Identifying bipartisan values within in our polarised political class is hard.  Common ground is elusive not only because the values represented by politics have changed, but discerning the truth in an alternative fact world, filled with propaganda, is problematic.  What values do our politicians really hold, as opposed to what they say, they do?  What do our representatives really value and what leverage can we apply upon finding commonality between Liberal and Labor or Republican and Democratic representatives?

Our economic commonality

Once upon a time the Republicans stood against slavery, fighting a bitter civil war over it (even if the recently installed president Donald Trump himself, is not sure what that conflict was all about).  But now, the red shoe is very much on the other conservative foot.

The American economy was built on slavery, but the emancipation of the black population forced America to reconstitute slavery, redefining it by way of contemporary political spin.  The now changed and more authoritarian Republicans have achieved this by instigating the largest per capita incarceration rate in the world, where prisoners slave for the private industrialised markets.  And attempts by previous President Barack Obama to curtail this “market” are now being undone by his successor’s moves to boost it.

There are striking similarities in the Australian experience.
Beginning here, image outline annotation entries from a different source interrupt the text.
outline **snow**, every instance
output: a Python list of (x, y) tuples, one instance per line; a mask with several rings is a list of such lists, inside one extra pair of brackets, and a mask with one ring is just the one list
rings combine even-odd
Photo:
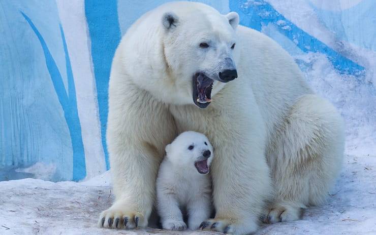
[[(295, 24), (366, 71), (360, 77), (340, 74), (325, 55), (303, 53), (296, 49), (296, 39), (284, 41), (283, 46), (293, 56), (312, 89), (337, 107), (344, 118), (346, 155), (342, 173), (327, 203), (307, 209), (301, 220), (263, 225), (257, 234), (376, 234), (376, 52), (338, 39), (310, 4), (343, 9), (359, 2), (338, 1), (340, 4), (337, 6), (323, 4), (322, 0), (267, 0)], [(260, 4), (250, 0), (245, 5)], [(291, 30), (283, 20), (276, 23)], [(283, 40), (272, 25), (265, 26), (263, 30)], [(99, 214), (114, 200), (109, 172), (79, 183), (43, 180), (51, 178), (56, 167), (37, 163), (16, 171), (40, 179), (0, 182), (0, 234), (177, 233), (152, 228), (116, 231), (97, 227)]]
[[(264, 225), (256, 234), (376, 234), (375, 176), (376, 155), (347, 155), (327, 203), (307, 209), (301, 220)], [(0, 182), (0, 188), (1, 234), (176, 234), (97, 227), (114, 200), (108, 172), (80, 183), (27, 178)]]

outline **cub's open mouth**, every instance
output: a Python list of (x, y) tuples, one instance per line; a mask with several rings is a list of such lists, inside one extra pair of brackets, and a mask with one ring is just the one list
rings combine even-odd
[(206, 174), (209, 173), (207, 159), (195, 162), (195, 166), (200, 174)]
[(201, 108), (205, 108), (211, 101), (211, 90), (214, 80), (198, 72), (193, 76), (193, 102)]

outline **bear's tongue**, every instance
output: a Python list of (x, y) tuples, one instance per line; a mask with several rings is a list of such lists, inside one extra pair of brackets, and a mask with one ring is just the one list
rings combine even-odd
[(197, 77), (197, 83), (198, 91), (197, 102), (203, 104), (211, 102), (213, 80), (203, 74), (200, 74)]
[(196, 162), (195, 163), (195, 166), (200, 174), (207, 174), (209, 173), (207, 159)]

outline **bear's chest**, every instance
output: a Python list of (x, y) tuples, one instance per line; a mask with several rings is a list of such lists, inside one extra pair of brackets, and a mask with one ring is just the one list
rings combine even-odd
[(204, 134), (209, 139), (221, 133), (231, 132), (231, 117), (223, 110), (210, 106), (200, 109), (194, 105), (171, 106), (178, 133), (194, 131)]

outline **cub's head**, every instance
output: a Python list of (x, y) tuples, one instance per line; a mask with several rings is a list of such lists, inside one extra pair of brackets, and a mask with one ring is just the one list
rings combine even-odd
[(206, 136), (193, 131), (180, 134), (166, 146), (166, 152), (174, 166), (202, 174), (209, 173), (214, 156), (213, 147)]
[(209, 105), (214, 95), (238, 76), (234, 61), (239, 15), (221, 15), (201, 4), (185, 3), (162, 17), (164, 56), (176, 100)]

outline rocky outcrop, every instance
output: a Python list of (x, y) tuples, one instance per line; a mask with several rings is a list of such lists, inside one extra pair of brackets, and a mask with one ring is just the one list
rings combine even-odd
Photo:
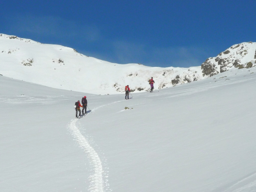
[(201, 65), (202, 73), (204, 77), (205, 75), (211, 77), (219, 73), (216, 65), (209, 60), (209, 59), (207, 59)]
[(252, 67), (256, 60), (255, 47), (256, 43), (251, 42), (234, 45), (213, 59), (213, 58), (207, 59), (201, 65), (203, 76), (211, 77), (232, 68)]

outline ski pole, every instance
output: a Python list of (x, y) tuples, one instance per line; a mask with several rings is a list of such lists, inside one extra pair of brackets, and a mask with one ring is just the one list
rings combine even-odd
[(88, 107), (88, 105), (87, 105), (87, 107), (88, 107), (88, 109), (89, 109), (90, 111), (91, 111), (91, 109), (90, 109), (90, 108), (89, 108), (89, 107)]

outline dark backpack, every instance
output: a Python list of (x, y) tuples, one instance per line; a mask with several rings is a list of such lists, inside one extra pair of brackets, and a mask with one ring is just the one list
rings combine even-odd
[(77, 105), (78, 105), (78, 103), (77, 102), (76, 102), (75, 103), (75, 109), (76, 109), (77, 108)]

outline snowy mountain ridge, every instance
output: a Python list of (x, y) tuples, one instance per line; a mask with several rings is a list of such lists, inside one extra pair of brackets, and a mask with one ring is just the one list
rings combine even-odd
[(112, 63), (89, 57), (61, 45), (43, 44), (16, 36), (0, 34), (0, 74), (49, 87), (97, 94), (155, 89), (205, 79), (230, 69), (255, 65), (256, 43), (235, 45), (201, 66), (188, 68), (152, 67), (138, 64)]

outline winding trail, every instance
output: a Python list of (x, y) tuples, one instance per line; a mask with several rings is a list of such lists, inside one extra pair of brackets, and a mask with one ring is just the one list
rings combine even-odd
[[(111, 105), (116, 103), (123, 101), (124, 100), (115, 101), (107, 104), (100, 105), (93, 109), (91, 111), (94, 112), (95, 110), (105, 106)], [(87, 115), (87, 114), (86, 114)], [(83, 118), (84, 118), (83, 117)], [(88, 154), (88, 157), (90, 163), (93, 166), (94, 174), (89, 177), (90, 186), (89, 189), (89, 191), (91, 192), (104, 192), (104, 185), (103, 184), (103, 170), (102, 165), (100, 159), (93, 148), (90, 146), (86, 139), (82, 134), (80, 131), (79, 127), (76, 125), (76, 123), (79, 119), (72, 119), (68, 125), (71, 131), (71, 134), (75, 138), (76, 142), (79, 146), (83, 149), (84, 151)], [(108, 185), (106, 184), (106, 185)]]
[(103, 192), (104, 185), (102, 180), (102, 166), (98, 154), (90, 146), (85, 138), (81, 133), (79, 128), (76, 126), (78, 119), (71, 120), (68, 125), (71, 131), (71, 134), (80, 147), (84, 149), (88, 154), (89, 161), (93, 167), (94, 173), (90, 177), (91, 183), (89, 191), (92, 192)]

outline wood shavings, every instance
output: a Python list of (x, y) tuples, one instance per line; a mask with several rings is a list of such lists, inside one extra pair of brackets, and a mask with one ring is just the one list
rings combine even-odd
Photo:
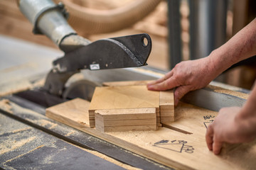
[(13, 113), (11, 106), (10, 101), (8, 99), (2, 99), (0, 101), (0, 108), (4, 110)]

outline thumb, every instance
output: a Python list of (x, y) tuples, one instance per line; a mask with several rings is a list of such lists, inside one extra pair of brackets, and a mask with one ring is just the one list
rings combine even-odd
[(174, 92), (174, 105), (177, 106), (179, 100), (191, 91), (189, 86), (181, 86), (176, 89)]

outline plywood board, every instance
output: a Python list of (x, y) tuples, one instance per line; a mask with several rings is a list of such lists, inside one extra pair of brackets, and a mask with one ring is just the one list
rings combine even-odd
[[(185, 128), (186, 125), (186, 130), (190, 129), (193, 134), (187, 135), (166, 128), (160, 128), (156, 131), (100, 132), (82, 123), (84, 118), (79, 117), (79, 115), (76, 120), (60, 112), (52, 113), (48, 116), (170, 167), (181, 169), (255, 169), (256, 141), (238, 145), (227, 144), (220, 155), (215, 156), (206, 146), (204, 120), (188, 121), (193, 118), (196, 120), (216, 113), (182, 104), (178, 106), (176, 113), (180, 116), (177, 123), (180, 122), (182, 126), (179, 128)], [(72, 112), (69, 115), (70, 118), (73, 117)], [(214, 118), (212, 118), (214, 120)]]
[(160, 91), (159, 94), (160, 122), (169, 123), (174, 122), (174, 91)]
[(78, 122), (88, 127), (92, 126), (92, 123), (94, 126), (94, 116), (92, 118), (89, 115), (89, 101), (75, 98), (46, 108), (46, 115), (48, 117), (51, 117), (51, 115), (61, 115), (62, 118), (68, 118), (71, 122)]
[(96, 110), (155, 108), (159, 112), (159, 92), (146, 86), (96, 87), (89, 113)]
[(151, 81), (152, 80), (109, 81), (103, 82), (102, 85), (105, 86), (144, 86)]

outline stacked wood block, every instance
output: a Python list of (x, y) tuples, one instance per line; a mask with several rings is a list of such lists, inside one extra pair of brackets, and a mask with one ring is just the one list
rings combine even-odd
[(96, 129), (102, 132), (156, 130), (156, 108), (97, 110)]
[[(95, 123), (96, 129), (99, 129), (101, 131), (110, 131), (109, 130), (110, 128), (106, 128), (107, 125), (105, 123), (105, 120), (104, 120), (104, 118), (110, 116), (111, 114), (116, 115), (116, 116), (119, 114), (123, 114), (125, 115), (122, 115), (121, 117), (126, 116), (125, 125), (120, 125), (114, 123), (111, 125), (111, 127), (116, 126), (117, 128), (115, 129), (115, 131), (118, 130), (118, 129), (126, 130), (125, 131), (148, 130), (149, 129), (156, 130), (157, 126), (161, 126), (159, 123), (160, 118), (159, 116), (159, 93), (158, 91), (148, 91), (146, 86), (97, 87), (90, 105), (89, 113), (92, 115), (97, 113), (96, 115), (97, 117), (95, 118), (95, 120), (98, 118), (101, 118), (102, 121), (100, 122), (100, 120), (97, 120)], [(102, 111), (101, 110), (105, 110), (105, 111)], [(106, 115), (106, 110), (108, 110), (108, 115)], [(149, 110), (155, 110), (154, 120), (151, 120), (151, 117), (149, 118), (149, 119), (151, 119), (149, 121), (150, 124), (149, 124), (149, 118), (146, 117)], [(120, 111), (119, 113), (118, 113), (119, 111)], [(135, 114), (144, 114), (145, 116), (143, 119), (134, 120), (133, 113)], [(145, 122), (146, 122), (146, 124)], [(129, 125), (128, 125), (129, 123)], [(107, 130), (102, 130), (103, 125), (105, 125), (103, 128), (107, 128)], [(152, 127), (154, 128), (152, 128)], [(112, 130), (114, 130), (114, 128), (112, 128)]]
[(174, 122), (174, 91), (160, 91), (159, 107), (161, 123)]
[[(173, 91), (149, 91), (146, 86), (148, 82), (149, 81), (105, 82), (103, 84), (107, 86), (97, 87), (89, 108), (90, 114), (95, 113), (96, 128), (102, 132), (157, 130), (157, 127), (161, 127), (161, 123), (174, 122)], [(146, 116), (136, 121), (132, 118), (132, 113), (135, 112), (137, 112), (137, 114), (148, 113), (142, 113), (145, 108), (155, 109), (154, 124), (149, 125), (149, 122), (146, 123), (145, 122), (149, 121)], [(119, 120), (118, 123), (123, 122), (123, 125), (115, 124), (117, 120), (112, 121), (110, 125), (109, 120), (105, 120), (107, 116), (119, 116), (122, 114), (125, 115), (125, 121), (124, 119), (122, 121)], [(154, 125), (156, 126), (152, 128)], [(149, 125), (151, 125), (150, 128)]]
[(147, 82), (105, 83), (109, 86), (96, 87), (91, 103), (73, 99), (47, 108), (46, 115), (102, 132), (156, 130), (174, 121), (174, 94), (149, 91)]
Although rarely recognised as such, our own initial economic growth was also predicated on slavery of the convict and pacific islander variety.  So we can claim no high moral ground. Similarly with America’s passion for “rule of law” and the devising of ever more draconian reasons for increasing incarceration.  By way of example, where drug addiction and mental health are succesfully treated as a medical issue in more enlightened countries like Norway, in America and Australia they are still legal issues used to feed prison populations.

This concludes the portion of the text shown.